Machine Learning Per Supplier

EZ Cloud trains extraction models on a per-supplier basis. This means:

  • First invoices from a new supplier may require more manual correction
  • Subsequent invoices improve as the system learns that supplier's invoice format
  • Consistent formats yield better results - Suppliers using the same invoice template get increasingly accurate extraction
Training the System

Every correction you make teaches EZ Cloud. The more invoices you process from a supplier, the more accurate extraction becomes for that supplier's format.

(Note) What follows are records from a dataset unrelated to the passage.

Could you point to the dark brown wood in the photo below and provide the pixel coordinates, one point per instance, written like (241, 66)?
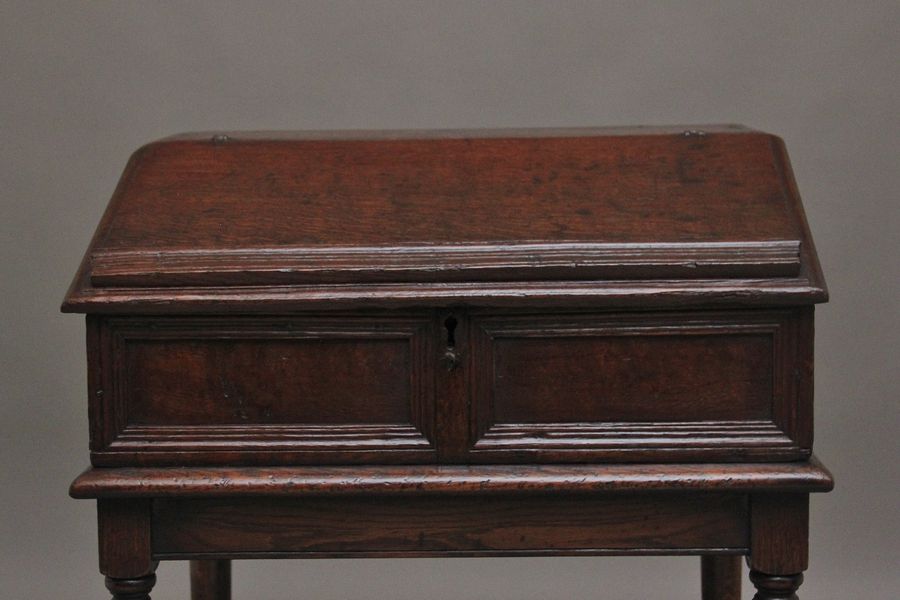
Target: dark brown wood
(721, 577)
(478, 480)
(780, 533)
(469, 262)
(776, 587)
(210, 580)
(137, 588)
(219, 390)
(455, 525)
(124, 538)
(658, 386)
(456, 343)
(430, 210)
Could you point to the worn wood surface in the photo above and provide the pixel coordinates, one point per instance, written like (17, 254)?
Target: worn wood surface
(262, 222)
(450, 525)
(557, 386)
(780, 533)
(453, 343)
(720, 577)
(479, 480)
(210, 579)
(124, 538)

Field Mapping Best Practices

When reviewing extracted data, your corrections train the system. Follow these practices:

PracticeWhy It Matters
Be consistentAlways map the same data to the same field across invoices
Use the most specific fieldChoose "Unit Price" over a generic "Amount" when applicable
Correct errors promptlyThe sooner you fix extraction errors, the faster the system learns
Review all fieldsEven correct extractions benefit from confirmation

Optimizing Invoice Quality

For best extraction results, advise suppliers to:

RecommendationBenefit
Send native PDFs (not scanned images)Cleaner text extraction
Use consistent invoice templatesFaster machine learning
Include clear line item detailsBetter line-level extraction
Avoid handwritten notesReduces OCR errors
Send one invoice per PDFEliminates page selection confusion
Quality Over Quantity

A single clear, well-formatted invoice trains the system better than multiple low-quality scans.